USACO Section5.3 Milk Measuring (milk4)

Problem Summary

Given the volume of the big bottle (Q) and the volumes of P pails (p[1],p[2],…,p[P]), which are all integers, find the minimal sets of pails Farmer John needs to buy in order to measure out Q quarts of milk.

Solution

This problem can be solved using DP, but it would be relatively hard to analysis and implement.

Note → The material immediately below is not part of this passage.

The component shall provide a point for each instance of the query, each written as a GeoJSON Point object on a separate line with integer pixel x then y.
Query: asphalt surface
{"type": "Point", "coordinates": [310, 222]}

Instead, I used iterative deepening depth-first search (IDDFS). It is very easy to understand, and the coding is quiet simple, too.

Code

#include <iostream>
#include <fstream>

using namespace std;
const int maxn = 102;
const int maxm = 20020;

int n,m,pail[maxn];

int ans;
bool avaliable[maxn];
int now[maxn],best[maxn];

void update(int new_ans)
{
	bool flag=false;

	if(ans<0)
	{
		ans=new_ans;
		flag=true;
	}

	if(!flag)
		for(int i=1;i<=ans;i++)
		{
			if(best[i]>now[i])
			{
				flag=true;
				break;
			}
			else
			if(best[i]<now[i])
				break;
		}

	if(flag)
		for(int i=1;i<=ans;i++)
			best[i]=now[i];
}

void dfs(int cur,int rest,int depth,int max_depth)
{
	if(depth>max_depth)
	{
		if(rest==0)
			update(max_depth);

		return;
	}

	if(cur>n || rest<pail[cur]) return;

	now[depth]=cur;
	for(int i=1;i<=rest/pail[cur];i++)
		dfs(cur+1,rest-i*pail[cur],depth+1,max_depth);

	dfs(cur+1,rest,depth,max_depth);
}

int main()
{
	fstream fin("milk4.in",ios::in);
	fstream fout("milk4.out",ios::out);

	fin>>m>>n;
	for(int i=1;i<=n;i++) fin>>pail[i];

	fin.close();

	for(int i=1;i<n;i++)
		for(int j=1;j<=n-i;j++)
			if(pail[j]>pail[j+1])
			{
				int tmp=pail[j];
				pail[j]=pail[j+1];
				pail[j+1]=tmp;
			}

	ans=-1;
	for(int lim=1;lim<=n;lim++)
	{
		dfs(1,m,1,lim);
		if(ans>0)
			break;
	}

	fout<<ans;
	for(int i=1;i<=ans;i++)
		fout<<" "<<pail[best[i]];
	fout<<endl;
	
	fout.close();
	return 0;
}